National Apology: Synod pauses to reflect and repent
During closing devotion tonight General Synod reflected in prayerful silence on our church’s part in failing to protect children in our care.
‘We acknowledge the harm suffered by victims of sexual abuse by pastors, other people in positions of trust, and members of the Lutheran Church of Australia and the synods that preceded it’, delegates confessed.
They repented for ‘failing to always care for and protect children and other vulnerable people’, and for ‘failing to always speak up when they had seen or suspected wrongdoing against those who have no voice’.
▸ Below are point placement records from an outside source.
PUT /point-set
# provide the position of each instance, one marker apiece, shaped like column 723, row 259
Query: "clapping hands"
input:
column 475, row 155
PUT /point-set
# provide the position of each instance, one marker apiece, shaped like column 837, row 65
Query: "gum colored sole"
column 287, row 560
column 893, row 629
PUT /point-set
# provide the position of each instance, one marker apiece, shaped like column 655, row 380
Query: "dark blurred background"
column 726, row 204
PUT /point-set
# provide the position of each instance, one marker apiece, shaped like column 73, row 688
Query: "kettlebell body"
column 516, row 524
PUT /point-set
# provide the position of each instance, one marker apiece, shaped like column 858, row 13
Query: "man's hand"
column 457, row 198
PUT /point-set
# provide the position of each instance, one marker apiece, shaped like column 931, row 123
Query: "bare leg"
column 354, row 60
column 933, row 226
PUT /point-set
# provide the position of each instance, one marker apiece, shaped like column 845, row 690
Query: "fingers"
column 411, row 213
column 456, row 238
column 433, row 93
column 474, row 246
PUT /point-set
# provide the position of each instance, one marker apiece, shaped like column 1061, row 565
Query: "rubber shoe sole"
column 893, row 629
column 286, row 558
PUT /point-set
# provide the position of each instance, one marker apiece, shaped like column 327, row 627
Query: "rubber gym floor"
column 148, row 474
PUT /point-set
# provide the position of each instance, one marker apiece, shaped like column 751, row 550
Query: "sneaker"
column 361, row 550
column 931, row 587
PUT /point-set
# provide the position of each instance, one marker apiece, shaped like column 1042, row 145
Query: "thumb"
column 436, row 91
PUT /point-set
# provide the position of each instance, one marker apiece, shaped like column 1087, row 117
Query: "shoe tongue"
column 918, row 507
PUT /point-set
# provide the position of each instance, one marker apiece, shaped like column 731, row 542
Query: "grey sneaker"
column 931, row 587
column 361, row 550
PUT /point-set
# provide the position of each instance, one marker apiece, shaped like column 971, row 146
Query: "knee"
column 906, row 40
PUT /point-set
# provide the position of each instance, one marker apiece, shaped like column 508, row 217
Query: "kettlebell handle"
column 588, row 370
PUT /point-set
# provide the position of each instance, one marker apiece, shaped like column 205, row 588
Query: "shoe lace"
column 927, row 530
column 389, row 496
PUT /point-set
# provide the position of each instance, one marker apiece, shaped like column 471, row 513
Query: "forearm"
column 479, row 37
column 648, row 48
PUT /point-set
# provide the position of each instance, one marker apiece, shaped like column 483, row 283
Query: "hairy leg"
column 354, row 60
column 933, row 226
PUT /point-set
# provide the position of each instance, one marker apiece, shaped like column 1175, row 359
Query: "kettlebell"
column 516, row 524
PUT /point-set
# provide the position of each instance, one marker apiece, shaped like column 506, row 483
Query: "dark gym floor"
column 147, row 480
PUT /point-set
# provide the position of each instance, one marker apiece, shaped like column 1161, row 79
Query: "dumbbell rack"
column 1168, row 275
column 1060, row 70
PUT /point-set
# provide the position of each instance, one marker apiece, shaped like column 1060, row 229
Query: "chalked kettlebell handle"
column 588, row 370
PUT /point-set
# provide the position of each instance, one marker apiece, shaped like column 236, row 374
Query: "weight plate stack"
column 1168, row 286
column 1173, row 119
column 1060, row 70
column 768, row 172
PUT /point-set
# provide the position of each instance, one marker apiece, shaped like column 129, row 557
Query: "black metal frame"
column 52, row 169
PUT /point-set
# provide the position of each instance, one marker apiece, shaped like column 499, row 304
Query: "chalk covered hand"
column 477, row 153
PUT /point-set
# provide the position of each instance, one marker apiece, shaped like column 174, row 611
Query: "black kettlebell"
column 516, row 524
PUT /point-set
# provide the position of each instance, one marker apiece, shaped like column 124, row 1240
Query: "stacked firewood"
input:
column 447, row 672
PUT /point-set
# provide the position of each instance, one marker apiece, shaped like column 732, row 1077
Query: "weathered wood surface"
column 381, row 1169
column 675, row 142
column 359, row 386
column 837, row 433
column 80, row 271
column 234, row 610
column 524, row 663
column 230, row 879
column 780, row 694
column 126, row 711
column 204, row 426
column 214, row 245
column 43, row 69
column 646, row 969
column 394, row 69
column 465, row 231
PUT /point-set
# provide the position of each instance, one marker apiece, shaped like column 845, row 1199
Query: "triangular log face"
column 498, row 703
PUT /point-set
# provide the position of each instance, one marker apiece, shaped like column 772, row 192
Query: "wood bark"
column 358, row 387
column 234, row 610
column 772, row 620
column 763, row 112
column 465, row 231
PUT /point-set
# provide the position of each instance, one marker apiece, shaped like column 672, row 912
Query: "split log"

The time of reflection and repentance preludes Prime Minister Scott Morrison’s National Apology on 22 October to people who were sexually abused as children in religious and non-religious institutions. The landmark step is an outcome of the Royal Commission into Institutional Responses to Child Sex Abuse. In its final report, delivered to the Governor-General in December last year, the Royal Commission identified the Lutheran Church of Australia among churches which needed to acknowledge past failures to provide children with adequate protection from abuse in their institutions.
The LCA Commission on Worship is preparing resources for congregations to use in worship services on Sunday 21 October.
Earlier this year the LCA signed on to the Commonwealth Government’s National Redress Scheme for people who have experienced child sexual abuse in institutional settings. The National Redress Scheme will receive complaints and determine appropriate restitution over a 10-year period.
‘The LCA is acknowledging the wrongs done to those who have experienced child sexual abuse in our church, and a commitment to support them’, Bishop Henderson said in a Heartland eNews (27 September). ‘This action is consistent with the commitment made by our General Synod in 2015 to care for and protect children while engaged in church activities.’
Bishop Henderson said that ‘in recent years, through the Professional Standards Department, the LCA has invested significant hard work in an effort to improve our protection mechanisms across the church and its associated institutions’.